The most important thing to know is you don’t want to be sneaky and tiptoe around your horse as you evaluate. Your movements should be casual with flow and purpose. If you try to strictly avoid doing anything that may bother the horse, you’re defeating the purpose of the evaluation.
You want to bring any inner bother to the surface without doing so much that you overexpose the horse. The goal is to provide the reassurance that the horse may be lacking BEFORE you’re on his back.
Listen To Your Horse
There are limitless things you could do to evaluate a horse. This list does not cover it all. Your horse should actually be the one to let you know the areas where he’s lacking confidence. But these exercises will give you a game plan and ideas of things to do as part of a pre-ride evaluation.
Fencing Your Horse Evaluation
You want to be certain that your horse is okay with a human being above him. Will he give you his back? Even if you’ve ridden this horse 100 times, you may be find that he won’t. We have an entire article on ‘Fencing’ that explains the process in detail.
Access that info here: Fencing Your Horse
Catching and Saddling
Is your horse is hard to catch? That’s a sign there are more unlying problems that need to be addressed. As you throw the saddle on, evaluate the horse and watch his expression. Evaluate if he can stand still in a natural position without getting bug eyed and anxious.
Snug up the cinch just enough that it will stay on as you continue to watch his body language. Then push his shoulders and hips around both directions and be sure he can do that with flow and cadence. As he’s walking in a circle around you, his feet should move naturally without rushing. Stay in a neutral position, with your hand that’s holding the lead rope down by your side, unless he stops moving. After he walks around you in both directions, ask him to do that at a trot.

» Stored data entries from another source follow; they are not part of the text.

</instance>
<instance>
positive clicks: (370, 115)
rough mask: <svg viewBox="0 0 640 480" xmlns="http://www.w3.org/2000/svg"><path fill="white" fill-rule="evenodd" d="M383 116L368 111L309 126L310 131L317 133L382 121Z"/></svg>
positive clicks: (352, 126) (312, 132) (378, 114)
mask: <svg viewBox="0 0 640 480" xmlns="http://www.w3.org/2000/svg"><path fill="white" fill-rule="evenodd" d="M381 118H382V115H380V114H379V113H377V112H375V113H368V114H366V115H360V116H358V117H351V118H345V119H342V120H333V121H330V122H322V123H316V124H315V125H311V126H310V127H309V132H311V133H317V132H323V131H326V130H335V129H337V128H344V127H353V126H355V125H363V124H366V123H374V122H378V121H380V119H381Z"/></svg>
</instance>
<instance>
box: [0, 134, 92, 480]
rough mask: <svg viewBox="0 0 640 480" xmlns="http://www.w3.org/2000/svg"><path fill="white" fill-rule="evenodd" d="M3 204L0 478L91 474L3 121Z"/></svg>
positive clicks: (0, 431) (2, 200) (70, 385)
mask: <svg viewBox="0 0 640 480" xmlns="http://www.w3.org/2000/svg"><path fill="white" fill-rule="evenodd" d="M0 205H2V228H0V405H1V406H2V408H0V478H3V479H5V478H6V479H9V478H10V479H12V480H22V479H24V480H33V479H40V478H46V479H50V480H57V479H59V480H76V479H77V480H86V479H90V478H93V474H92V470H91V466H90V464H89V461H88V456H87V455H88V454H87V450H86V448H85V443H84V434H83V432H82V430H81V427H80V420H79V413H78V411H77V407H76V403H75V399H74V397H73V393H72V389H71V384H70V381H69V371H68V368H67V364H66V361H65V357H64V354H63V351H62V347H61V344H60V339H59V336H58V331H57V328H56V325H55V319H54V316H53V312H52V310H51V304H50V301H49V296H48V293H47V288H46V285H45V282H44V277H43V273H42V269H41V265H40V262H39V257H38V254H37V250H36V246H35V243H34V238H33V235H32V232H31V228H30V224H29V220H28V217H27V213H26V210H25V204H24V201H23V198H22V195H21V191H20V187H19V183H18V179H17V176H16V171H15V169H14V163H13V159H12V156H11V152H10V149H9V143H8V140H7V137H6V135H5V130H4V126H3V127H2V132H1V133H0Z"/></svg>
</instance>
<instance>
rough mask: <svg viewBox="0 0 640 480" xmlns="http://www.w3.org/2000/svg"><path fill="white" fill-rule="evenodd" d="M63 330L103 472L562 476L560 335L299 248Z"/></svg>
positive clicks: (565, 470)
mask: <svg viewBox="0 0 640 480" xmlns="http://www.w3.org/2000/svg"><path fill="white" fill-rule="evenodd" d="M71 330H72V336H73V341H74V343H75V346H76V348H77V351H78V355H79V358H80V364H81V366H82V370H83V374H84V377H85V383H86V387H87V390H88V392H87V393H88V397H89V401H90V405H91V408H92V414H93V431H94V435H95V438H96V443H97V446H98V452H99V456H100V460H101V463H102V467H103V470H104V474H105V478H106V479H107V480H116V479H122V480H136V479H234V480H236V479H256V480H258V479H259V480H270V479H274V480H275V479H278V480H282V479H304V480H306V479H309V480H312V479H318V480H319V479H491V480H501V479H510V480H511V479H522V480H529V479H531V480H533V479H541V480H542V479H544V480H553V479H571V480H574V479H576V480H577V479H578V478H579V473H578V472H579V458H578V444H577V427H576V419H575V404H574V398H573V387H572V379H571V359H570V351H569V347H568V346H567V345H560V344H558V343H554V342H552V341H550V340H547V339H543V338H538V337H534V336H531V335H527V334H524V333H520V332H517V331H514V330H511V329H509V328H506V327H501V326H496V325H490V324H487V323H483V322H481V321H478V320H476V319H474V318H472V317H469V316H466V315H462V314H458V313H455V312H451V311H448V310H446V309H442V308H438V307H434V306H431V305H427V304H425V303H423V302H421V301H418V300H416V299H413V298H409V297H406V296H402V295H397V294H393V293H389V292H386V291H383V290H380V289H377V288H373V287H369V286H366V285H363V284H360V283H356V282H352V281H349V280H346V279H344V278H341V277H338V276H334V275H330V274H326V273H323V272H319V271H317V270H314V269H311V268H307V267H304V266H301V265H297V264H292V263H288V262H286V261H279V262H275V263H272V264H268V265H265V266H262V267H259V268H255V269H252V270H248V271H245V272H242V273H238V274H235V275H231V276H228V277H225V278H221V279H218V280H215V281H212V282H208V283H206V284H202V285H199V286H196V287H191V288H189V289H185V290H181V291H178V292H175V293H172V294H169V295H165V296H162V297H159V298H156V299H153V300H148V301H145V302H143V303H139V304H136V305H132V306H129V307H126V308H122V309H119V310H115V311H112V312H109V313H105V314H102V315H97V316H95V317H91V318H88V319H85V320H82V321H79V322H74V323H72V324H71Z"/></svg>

After a young colt has had a few rides, a horse shouldn’t need to be lunged for 30 minutes to wear him out before you get on. That can end up being a crutch.
The best part of the ride should be when your horse is fresh.
For more help on catching your horse, go here: How To Catch A Horse
Move The Feet
With the horse saddled and still in a halter, use a flag to rub over his legs and body. As you’re doing that, see if the horse can walk a circle around you without his feet getting choppy and rushed. If he gets really bothered, back off a little. If he only gets slightly bothered, hang in there with the flag until he walks around like it’s not there.
You want the horse to be moving during this evaluation with the flag. If he’s standing still, it may appear he’s okay with the flag. But he’s simply frozen in place.
Release The Tension
Pet him all over and roll his ears sockets around to release tension. Another good exercise to release tension is to have the horse lower his head.
Continue To Evaluate Your Horse
Pick up all four feet. Tap on each foot and massage each leg.
Hold his tail while he walks around you and make sure it’s not tight.
Move the stirrups around as the horse is walking in a circle around you. If a moving stirrup causes him to bolt, you want that to happen now and not when you’re on his back. If he does freak out over the stirrup moving, move it less but hang in there. Gradually increase how much you move the stirrup as the horse can handle it. Any time he gets more accepting, stop and reward. Then begin again and add in some bumping with the stirrup. The horse will learn that a stirrup bumping is not a big deal. He doesn’t need to panic. He just needs to walk off.
Rock the saddle around and be sure that doesn’t cause him trouble.
Step halfway up in the stirrup (toe only) and untrack his feet left and right. Be ready to step off if things go weird. Look for normal, natural movement with no evasion.
During all these evaluation exercises, make sure the horse can hold himself in place and not walk over top of you.
The Goal Of Evaluation
You’re looking for a horse that’s responsive but not reactive. A horse that’s okay with handling a little pressure. If your evaluation finds any areas where the horse needs more support or understanding, work more on that. You can’t get a horse TOO good at all these little things.
The goal is to be able to throw on the saddle, snug it up, untrack the feet a few steps, snug up the saddle a little more, untrack a step or two, jump on, walk for 10 feet and then take off trotting.
If you have to do much more than this before your horse is usable (after he’s had more than 30 rides), then you’re likely missing some foundational elements.